6. Mr. Ramadoss, not without cause, broadly hinted that an impression prevails that the result of appeals in such matters is dependent upon the luck of the party in securing a particular Bench to hear the case. He suggested a further reference to a Full Bench. But this is a matter on which the Privy Council should pronounce an' authoritative opinion. I do not think any good would* be served by referring the question once again to a Full Bench. I should not be understood as merely counting beads; but I do not think I am wrong in saying that the weight of authority in Madras is in favour of the view of the majority who heard Nachiappa Goundesn v. Rangasami Gounden 26 Ind. Cas. 757: (1915) M. W. N. 53: 2 L. W. 69, Since then Coutts Trotter and Srinivasa Aiyangar, JJ., have given their adhesion to that view. My learned brother Mr. Justice Napier is now inclined that way. Mr. Justice Phillips is also of the same opinion. On the other hand, Mr. Justice Sadasiva Aiyar has taken the view that the consent operates as an estoppel. The learned Chief Justice was originally of that opinion; but I have not been referred to any case in which he has refused to accept the opinion of the majority of the Full Bench. I do not understand Mr. Justice Abdur Rahim and Mr. Justice Ayling to have taken up the same uncompromising attitude as Mr. Justice Sadasiva Aiyar. In these circumstances, until the Privy Council gives an authoritative decision on the question, I would not be justified in not following the Full Bench ruling in Nachiappa Qounden v. Rangasami Gounden 26 Ind. Cas. 757.

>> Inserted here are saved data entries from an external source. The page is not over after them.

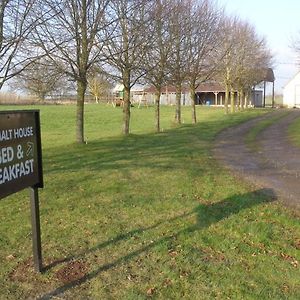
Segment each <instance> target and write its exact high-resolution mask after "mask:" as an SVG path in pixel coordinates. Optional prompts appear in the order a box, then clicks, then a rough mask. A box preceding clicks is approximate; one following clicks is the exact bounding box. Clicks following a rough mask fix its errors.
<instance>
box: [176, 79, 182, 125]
mask: <svg viewBox="0 0 300 300" xmlns="http://www.w3.org/2000/svg"><path fill="white" fill-rule="evenodd" d="M175 123H177V124H181V84H177V85H176V111H175Z"/></svg>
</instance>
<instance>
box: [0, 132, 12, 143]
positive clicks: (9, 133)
mask: <svg viewBox="0 0 300 300" xmlns="http://www.w3.org/2000/svg"><path fill="white" fill-rule="evenodd" d="M12 136H13V135H12V129H7V130H0V142H2V141H10V140H11V139H12Z"/></svg>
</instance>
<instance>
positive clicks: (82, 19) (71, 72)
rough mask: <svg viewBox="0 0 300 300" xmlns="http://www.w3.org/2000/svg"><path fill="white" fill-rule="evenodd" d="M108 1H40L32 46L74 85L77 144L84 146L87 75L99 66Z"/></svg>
mask: <svg viewBox="0 0 300 300" xmlns="http://www.w3.org/2000/svg"><path fill="white" fill-rule="evenodd" d="M109 2H110V1H108V0H93V1H90V0H65V1H60V0H39V9H38V10H37V11H36V13H37V14H39V15H43V20H42V23H41V25H40V26H39V28H38V29H37V30H36V31H35V34H34V35H33V38H34V40H35V45H36V46H38V47H39V48H40V51H42V52H43V53H44V54H45V55H47V56H48V58H49V59H51V61H52V63H53V64H55V65H56V67H57V68H58V69H59V70H60V71H62V72H64V73H65V74H66V75H67V76H68V77H69V78H71V79H72V80H74V81H75V82H76V85H77V113H76V140H77V142H78V143H83V142H84V98H85V93H86V90H87V85H88V80H87V77H88V72H89V70H90V69H91V68H92V67H93V65H94V64H96V63H98V61H99V58H100V55H101V51H102V45H103V40H102V36H101V34H99V32H101V30H102V29H103V27H104V26H105V12H106V8H107V6H108V3H109Z"/></svg>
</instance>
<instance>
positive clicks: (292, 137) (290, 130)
mask: <svg viewBox="0 0 300 300" xmlns="http://www.w3.org/2000/svg"><path fill="white" fill-rule="evenodd" d="M289 137H290V139H291V141H292V143H293V144H294V145H296V146H298V147H300V119H298V120H296V121H295V122H293V123H292V125H291V126H290V127H289Z"/></svg>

7. I would, therefore, dismiss the second appeal with costs.

Napier, J.

8. I agree. In South Indian Export Co., Ltd. v. Subbier (1915) M. W. N. 488, I expressed no decided opinion on this point. I had some doubt whether latest decision of the Privy Council in Hari Kishen Bhagat v. Kashi Pershad Singh 27 Ind. Cas. 674: 17 Bom. L. R. 426: (1915) M. W. N. 511, did, not indicate that in the view of the Board, there was an 'equity' arising out of the consent and not merely evidence of necessity, thus carrying the matter further than was decided by them in Bijoy Gopal Mukerji v. Grindra Nath Mukerji. 23 Ind. Cas. 162: 16 Bom. L. R. 425: (1914) M. W. N. 430, That case has been considered by other Benches of this Court as pointed out by my learned brother, vide Malla Suriah v. Suran Naidu 32 Ind. Cas. 993, and Mulugu Kotayya v. Mudigonda Ohandramowli Sastri 36 Ind. Cas. 407 (1916) 2 M. W. N. 137, and I am not prepared to differ from the conclusion arrived at by them, that the Board did not intend to lay down anything.